I do think that there is a solution, and RFK, Jr. has brought it up -- compensate those in whose backyard you have put up this structure, if such is necessary. There's no good reason for CW not to do this -- except possibly the notion that they'll get hammered by constant lawsuits, which isn't unlikely.

As for profit motive, I'm not exactly a huge fan of it, but it does move mountains, and we have a mountain range's worth of moving to do in order to get us off oil ASAP. So, if CW makes a bundle and helps us get off oil, great. I'm not one for ideological purity -- and I'm not actually ideologically opposed to the profit motive, just to totally unrestrained profit motivation in all spheres all the time. I know, I know, that puts me to the left of Mao in today's right-shifted spectrum, but so be it. LOL.
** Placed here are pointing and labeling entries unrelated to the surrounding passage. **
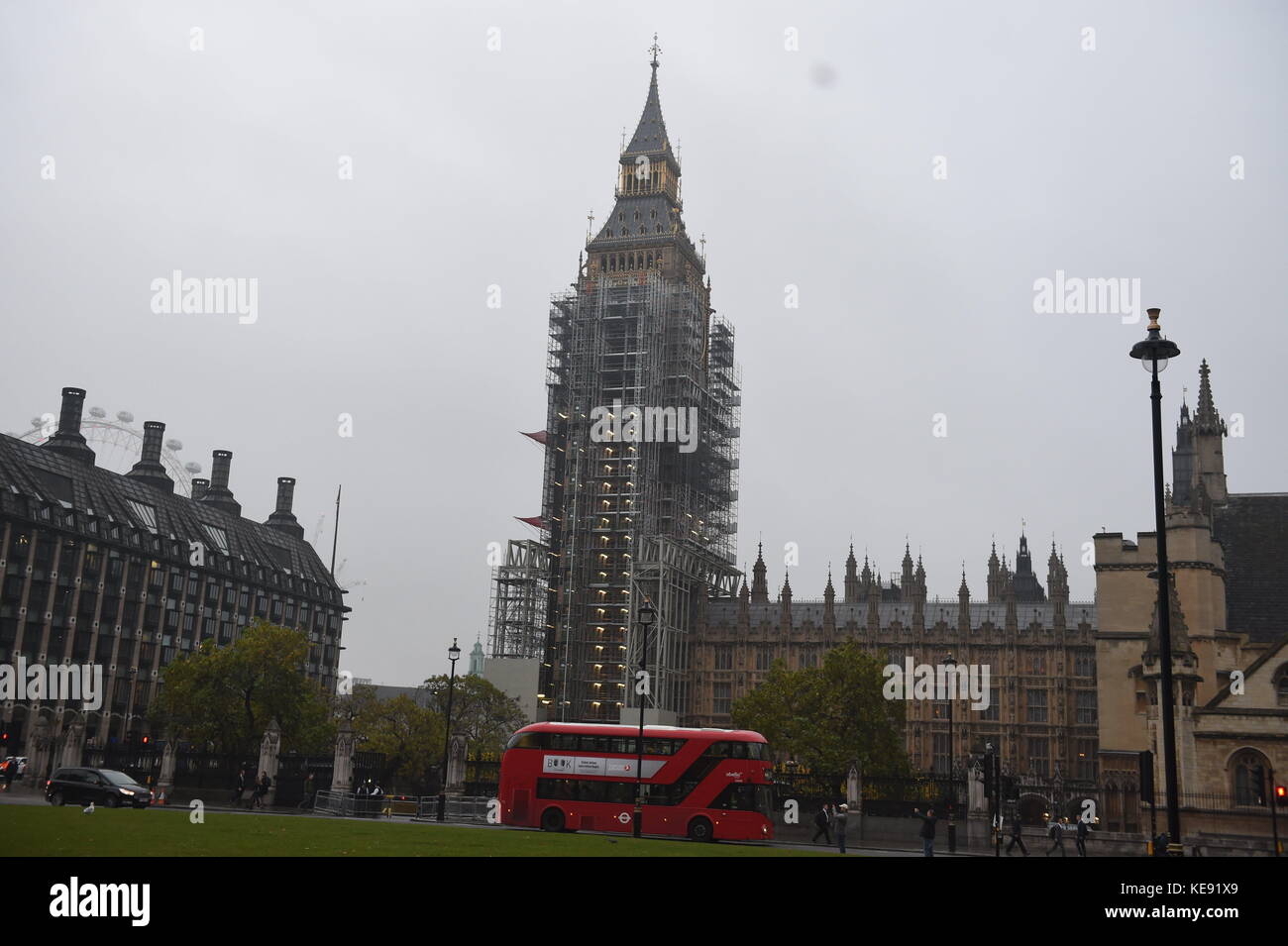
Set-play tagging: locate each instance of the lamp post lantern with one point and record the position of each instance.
(454, 654)
(951, 663)
(645, 618)
(1153, 353)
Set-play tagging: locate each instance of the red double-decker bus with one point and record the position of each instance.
(703, 784)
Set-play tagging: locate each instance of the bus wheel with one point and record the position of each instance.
(552, 820)
(699, 829)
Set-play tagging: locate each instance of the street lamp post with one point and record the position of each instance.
(1154, 353)
(645, 618)
(952, 791)
(454, 654)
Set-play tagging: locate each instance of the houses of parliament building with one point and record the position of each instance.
(1038, 645)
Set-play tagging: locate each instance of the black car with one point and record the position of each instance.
(103, 787)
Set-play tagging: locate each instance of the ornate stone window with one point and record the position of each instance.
(1280, 681)
(1247, 774)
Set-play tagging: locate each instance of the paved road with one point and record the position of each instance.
(25, 795)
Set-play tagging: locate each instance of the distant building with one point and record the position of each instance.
(639, 489)
(1039, 648)
(102, 568)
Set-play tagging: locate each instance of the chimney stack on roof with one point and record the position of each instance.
(150, 469)
(282, 517)
(218, 494)
(68, 441)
Given that, and I have to say, as a Rhode Islander now and born New Englander (as is demotiki -- well, now a Bostonian and born and bred in Maine), even if that rebate/royalty thing doesn't occur, I still think the wind farm's benefits, both in and of itself and as a national example, far outweigh even totally legitimate costs and objections, such as these.

This is actually my backyard, in a sense, and I'm happy to see it occur. NIMBY must be overcome or we'll always have the status quo, which is hurtling us toward disaster. I mean, more so.
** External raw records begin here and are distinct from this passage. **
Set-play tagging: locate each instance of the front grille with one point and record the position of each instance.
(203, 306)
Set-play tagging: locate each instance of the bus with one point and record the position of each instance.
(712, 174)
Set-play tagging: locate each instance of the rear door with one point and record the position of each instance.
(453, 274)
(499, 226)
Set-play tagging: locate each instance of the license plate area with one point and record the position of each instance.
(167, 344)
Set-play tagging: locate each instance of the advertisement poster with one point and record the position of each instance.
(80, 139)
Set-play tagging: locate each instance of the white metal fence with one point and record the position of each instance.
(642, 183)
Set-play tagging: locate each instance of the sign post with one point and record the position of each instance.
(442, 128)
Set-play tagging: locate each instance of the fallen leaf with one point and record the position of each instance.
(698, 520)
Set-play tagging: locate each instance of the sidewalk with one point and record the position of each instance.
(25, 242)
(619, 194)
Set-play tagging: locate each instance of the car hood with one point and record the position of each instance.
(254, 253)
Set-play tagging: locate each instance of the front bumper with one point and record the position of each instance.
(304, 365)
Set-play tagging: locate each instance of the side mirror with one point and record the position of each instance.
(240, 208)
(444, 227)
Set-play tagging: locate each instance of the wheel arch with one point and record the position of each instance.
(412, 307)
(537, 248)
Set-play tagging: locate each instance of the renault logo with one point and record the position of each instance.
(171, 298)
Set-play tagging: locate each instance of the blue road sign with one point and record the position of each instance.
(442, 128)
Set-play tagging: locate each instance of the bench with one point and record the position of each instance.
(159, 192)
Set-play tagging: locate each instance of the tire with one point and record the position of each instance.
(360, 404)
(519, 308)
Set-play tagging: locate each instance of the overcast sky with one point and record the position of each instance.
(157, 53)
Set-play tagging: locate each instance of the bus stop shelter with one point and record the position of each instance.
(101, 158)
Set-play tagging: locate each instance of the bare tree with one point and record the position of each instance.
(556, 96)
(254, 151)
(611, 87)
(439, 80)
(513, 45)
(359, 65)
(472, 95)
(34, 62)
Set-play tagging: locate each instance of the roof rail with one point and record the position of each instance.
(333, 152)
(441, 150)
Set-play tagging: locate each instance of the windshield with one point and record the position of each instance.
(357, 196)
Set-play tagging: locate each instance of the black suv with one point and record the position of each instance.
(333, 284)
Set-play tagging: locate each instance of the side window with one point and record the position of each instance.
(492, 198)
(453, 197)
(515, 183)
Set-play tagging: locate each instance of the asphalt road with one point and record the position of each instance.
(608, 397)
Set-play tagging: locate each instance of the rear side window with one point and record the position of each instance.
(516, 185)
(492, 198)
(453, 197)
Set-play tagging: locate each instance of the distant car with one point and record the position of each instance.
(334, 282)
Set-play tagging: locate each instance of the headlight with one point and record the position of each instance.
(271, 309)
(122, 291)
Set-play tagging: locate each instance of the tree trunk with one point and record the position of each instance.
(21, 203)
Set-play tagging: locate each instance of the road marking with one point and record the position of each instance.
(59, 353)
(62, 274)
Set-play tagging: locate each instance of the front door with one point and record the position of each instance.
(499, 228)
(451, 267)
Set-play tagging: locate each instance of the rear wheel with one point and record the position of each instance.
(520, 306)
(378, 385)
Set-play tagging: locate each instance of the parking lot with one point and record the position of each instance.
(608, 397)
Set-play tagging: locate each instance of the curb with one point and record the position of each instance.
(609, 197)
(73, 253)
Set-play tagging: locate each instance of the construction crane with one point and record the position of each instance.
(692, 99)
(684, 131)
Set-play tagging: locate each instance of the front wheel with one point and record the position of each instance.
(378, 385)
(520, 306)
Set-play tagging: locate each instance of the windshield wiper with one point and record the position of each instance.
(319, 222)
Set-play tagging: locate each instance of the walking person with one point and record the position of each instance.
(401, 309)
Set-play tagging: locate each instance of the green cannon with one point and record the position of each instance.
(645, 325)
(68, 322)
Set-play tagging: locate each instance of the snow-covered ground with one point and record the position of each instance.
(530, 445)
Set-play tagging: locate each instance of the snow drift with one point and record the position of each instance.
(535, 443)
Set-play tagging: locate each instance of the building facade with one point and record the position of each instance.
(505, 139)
I live in a mill right on the Blackstone River. When we had those floods, Woonsocket had to open the flood gates. That pretty much flooded us downstream (we're on the fifth floor, but had we not been out that morning, our car might have been trashed, as the river was about 16 feet above flood level), and the clean-up of the detritus on the banks is not only not happening, but will probably not happen.
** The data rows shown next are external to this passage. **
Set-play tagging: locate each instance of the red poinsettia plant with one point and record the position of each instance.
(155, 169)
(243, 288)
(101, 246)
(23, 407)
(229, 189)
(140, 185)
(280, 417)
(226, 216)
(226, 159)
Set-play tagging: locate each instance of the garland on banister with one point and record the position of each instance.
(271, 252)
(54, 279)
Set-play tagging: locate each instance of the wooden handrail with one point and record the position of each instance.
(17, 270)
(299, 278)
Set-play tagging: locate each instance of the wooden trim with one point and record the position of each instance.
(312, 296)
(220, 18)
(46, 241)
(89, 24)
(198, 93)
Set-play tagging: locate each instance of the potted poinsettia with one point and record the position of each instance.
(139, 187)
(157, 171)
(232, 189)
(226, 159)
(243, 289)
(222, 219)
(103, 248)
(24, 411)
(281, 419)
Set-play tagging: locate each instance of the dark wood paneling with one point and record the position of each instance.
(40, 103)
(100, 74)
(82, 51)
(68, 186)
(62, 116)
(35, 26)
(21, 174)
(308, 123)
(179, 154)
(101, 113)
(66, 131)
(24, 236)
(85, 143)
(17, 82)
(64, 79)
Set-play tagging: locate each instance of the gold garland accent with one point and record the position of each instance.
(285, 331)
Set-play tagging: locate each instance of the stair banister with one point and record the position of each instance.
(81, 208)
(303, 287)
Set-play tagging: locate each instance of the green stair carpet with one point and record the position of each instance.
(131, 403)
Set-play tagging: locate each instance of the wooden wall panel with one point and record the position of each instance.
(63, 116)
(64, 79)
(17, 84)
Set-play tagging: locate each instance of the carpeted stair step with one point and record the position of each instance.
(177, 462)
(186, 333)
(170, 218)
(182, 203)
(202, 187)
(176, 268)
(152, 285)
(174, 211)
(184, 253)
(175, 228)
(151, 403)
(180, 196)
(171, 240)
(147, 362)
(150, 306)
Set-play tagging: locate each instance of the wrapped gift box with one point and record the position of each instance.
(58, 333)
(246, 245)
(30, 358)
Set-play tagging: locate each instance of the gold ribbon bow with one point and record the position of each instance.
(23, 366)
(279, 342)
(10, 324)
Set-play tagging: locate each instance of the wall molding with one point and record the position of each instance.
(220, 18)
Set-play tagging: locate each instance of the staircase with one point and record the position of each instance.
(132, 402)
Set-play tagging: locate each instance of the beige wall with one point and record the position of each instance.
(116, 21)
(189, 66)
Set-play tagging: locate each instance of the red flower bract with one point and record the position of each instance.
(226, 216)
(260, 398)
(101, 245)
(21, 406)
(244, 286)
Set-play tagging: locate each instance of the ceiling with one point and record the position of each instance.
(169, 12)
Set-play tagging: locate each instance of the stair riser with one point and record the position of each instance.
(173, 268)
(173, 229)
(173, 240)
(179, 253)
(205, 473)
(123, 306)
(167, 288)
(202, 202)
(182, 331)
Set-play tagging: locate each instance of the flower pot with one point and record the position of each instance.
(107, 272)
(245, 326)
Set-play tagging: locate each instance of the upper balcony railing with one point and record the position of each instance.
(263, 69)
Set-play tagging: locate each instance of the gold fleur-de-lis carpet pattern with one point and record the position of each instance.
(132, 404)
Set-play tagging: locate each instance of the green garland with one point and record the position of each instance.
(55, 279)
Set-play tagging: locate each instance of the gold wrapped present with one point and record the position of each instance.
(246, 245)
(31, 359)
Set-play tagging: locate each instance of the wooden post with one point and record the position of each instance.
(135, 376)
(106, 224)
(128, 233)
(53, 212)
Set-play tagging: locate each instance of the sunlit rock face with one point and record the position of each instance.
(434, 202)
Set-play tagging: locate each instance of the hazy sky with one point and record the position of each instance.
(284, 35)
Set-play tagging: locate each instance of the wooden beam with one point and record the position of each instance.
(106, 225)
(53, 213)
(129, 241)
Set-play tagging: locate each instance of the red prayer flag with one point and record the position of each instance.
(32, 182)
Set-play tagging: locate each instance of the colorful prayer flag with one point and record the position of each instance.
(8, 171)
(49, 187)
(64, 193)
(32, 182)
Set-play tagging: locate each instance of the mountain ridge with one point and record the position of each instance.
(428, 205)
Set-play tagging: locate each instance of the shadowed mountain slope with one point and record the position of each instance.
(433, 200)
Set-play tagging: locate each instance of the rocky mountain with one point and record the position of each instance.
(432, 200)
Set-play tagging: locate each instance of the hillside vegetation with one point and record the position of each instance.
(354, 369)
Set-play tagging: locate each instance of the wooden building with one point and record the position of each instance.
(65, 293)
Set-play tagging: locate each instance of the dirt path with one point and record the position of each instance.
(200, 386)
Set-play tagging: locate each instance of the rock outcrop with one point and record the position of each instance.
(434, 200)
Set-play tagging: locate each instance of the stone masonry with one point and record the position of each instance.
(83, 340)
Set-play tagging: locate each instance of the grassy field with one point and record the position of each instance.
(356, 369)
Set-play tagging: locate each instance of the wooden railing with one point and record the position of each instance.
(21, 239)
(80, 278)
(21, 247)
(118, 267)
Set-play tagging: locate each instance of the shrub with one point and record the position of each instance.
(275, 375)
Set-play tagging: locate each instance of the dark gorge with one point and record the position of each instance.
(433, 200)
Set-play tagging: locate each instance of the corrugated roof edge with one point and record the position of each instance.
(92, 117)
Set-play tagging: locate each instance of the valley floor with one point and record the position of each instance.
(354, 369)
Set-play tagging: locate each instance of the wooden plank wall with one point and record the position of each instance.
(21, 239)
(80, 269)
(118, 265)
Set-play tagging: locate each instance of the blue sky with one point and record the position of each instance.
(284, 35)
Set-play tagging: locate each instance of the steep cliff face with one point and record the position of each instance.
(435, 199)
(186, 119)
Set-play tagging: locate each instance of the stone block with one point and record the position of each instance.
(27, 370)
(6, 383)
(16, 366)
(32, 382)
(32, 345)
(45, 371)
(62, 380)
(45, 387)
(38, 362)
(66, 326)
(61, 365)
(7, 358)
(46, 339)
Opening the flood gates was still the right thing to do, and this is my front yard! We rent, but we might buy, and I'm sure the value has fallen. Oh, well -- I can't justify deaths and economic disaster in Woonsocket by a higher property value for me. It's that simple.

If we had 1,000 wind farms, say (to pick a number at random), would we be involved in the Mideast, just to pick one of the many obvious problems with an oil economy? How many human lives have gone down for oil just since 1991? If a few birds get cuisinarted off the cape, I honestly don't think that outweighs humans being cuisinarted fighting over a liquid that's about to run out.

And I am a member of the Sierra Club, the World Wildlife Fund, and so on. Boy Scout. Camper; love the outdoors. I see the objection, but it just doesn't overcome the benefits, which also help wildlife.

Basically, the key objections can be solved -- the fiscal and the environmental -- by cooperation. But if the other side doesn't want to cooperate, oh, well.

Demo -- do you have data on oil's funding of these guys? Not that I doubt it, but I like primary sources, as you know. :)

Saturday, December 03, 2005 10:59:00 AM  
Blogger Demotiki said...


No I don't but I haven't looked. No time, exams coming.

However, I totally agree with your cost benefit analysis. I would also agree that if there's an economic loss to locals, that they should be somewhat compensated. However, we have to fight as hard as we can to make these sorts of energy developments much much easier to complete. The wait times for environmental approvals are killing the wind industry. Capital isn't cheap. Power companies pay a real price for the endless legal battles and waiting that preceeds the construction of even modest wind generation projects. Projects also take up more land than traditional plants and require special locations. When you add the environmental headaches that are often raised by very non-environmental organizations, it really slows the adoption of a technology that may just save us from Middle East oil.